The Charters are supported by Rules, which are agreed by the Privy Council, and the Charter states that the Rules shall be duly kept, observed and obeyed. There are also regulations that are mandatory.
The Royal Charter and Supplementary Charter
The Royal Charter and Supplementary Charter provided here consist of:
- The original Charter of 1854 granted to The Society of Accountants in Edinburgh; and
- The Supplementary Charter of 1951 when The Society of Accountants in Edinburgh, The Institute of Accountants and Actuaries in Glasgow, and The Society of Accountants in Aberdeen joined together as The Institute of Chartered Accountants of Scotland. Additional amendments, which were made in 1992, 2006 and 2012, have been incorporated.
The ICAS Rules contain the constitution which governs all Members. Following a regulatory review, the ICAS Rules were rewritten in July 2012 and were further updated in September 2014.
The ICAS Rules require Council to make Regulations in relation to certain areas. In general, overarching powers are in the rules whilst the more detailed specific powers are in the regulations. The ICAS Rules and Regulations need to be adhered to by members.
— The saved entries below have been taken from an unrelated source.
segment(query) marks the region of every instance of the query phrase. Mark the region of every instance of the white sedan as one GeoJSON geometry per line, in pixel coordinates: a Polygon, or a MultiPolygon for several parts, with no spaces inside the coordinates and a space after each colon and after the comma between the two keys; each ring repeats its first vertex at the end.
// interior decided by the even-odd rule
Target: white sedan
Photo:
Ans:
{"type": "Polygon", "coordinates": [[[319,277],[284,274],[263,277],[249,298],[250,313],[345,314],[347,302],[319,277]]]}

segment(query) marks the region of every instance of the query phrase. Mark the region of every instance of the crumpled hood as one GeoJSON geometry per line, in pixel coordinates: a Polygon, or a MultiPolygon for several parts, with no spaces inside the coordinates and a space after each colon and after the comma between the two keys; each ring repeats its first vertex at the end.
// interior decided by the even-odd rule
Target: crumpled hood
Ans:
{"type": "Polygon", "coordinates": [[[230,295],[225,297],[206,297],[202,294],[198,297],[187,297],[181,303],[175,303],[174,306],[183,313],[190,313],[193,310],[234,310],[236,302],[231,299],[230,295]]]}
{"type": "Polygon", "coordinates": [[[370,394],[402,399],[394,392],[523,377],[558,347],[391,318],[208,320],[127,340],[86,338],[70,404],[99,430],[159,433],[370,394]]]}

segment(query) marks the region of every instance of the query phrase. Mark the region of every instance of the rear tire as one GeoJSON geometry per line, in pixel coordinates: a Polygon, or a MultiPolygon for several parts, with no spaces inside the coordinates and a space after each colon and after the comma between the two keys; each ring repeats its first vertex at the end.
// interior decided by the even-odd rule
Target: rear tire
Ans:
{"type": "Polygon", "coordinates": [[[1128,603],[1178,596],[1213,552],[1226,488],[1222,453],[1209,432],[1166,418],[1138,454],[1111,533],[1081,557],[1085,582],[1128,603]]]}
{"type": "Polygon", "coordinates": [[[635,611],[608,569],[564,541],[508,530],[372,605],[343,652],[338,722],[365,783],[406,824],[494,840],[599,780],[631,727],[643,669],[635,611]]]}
A Member may provide services within certain 'regulated areas', so called because there are externally imposed regulatory requirements attaching to each type of work. ICAS is authorised to license and monitor the following regulated areas:
- Audit Regulations applicable from 1 April 2017 These have been updated to reflect changes to Irish legislation following the EU Audit reforms
- Audit Regulations applicable to 31 March 2017
Investment business, Designated Professional Body (DPB) licensing
Anti Money Laundering
Memorandum of Understanding
The Memorandum of Understanding between The Financial Conduct Authority (FCA) and ICAS, as at April 2013. This document covers exempt professional firms and authorised professional firms.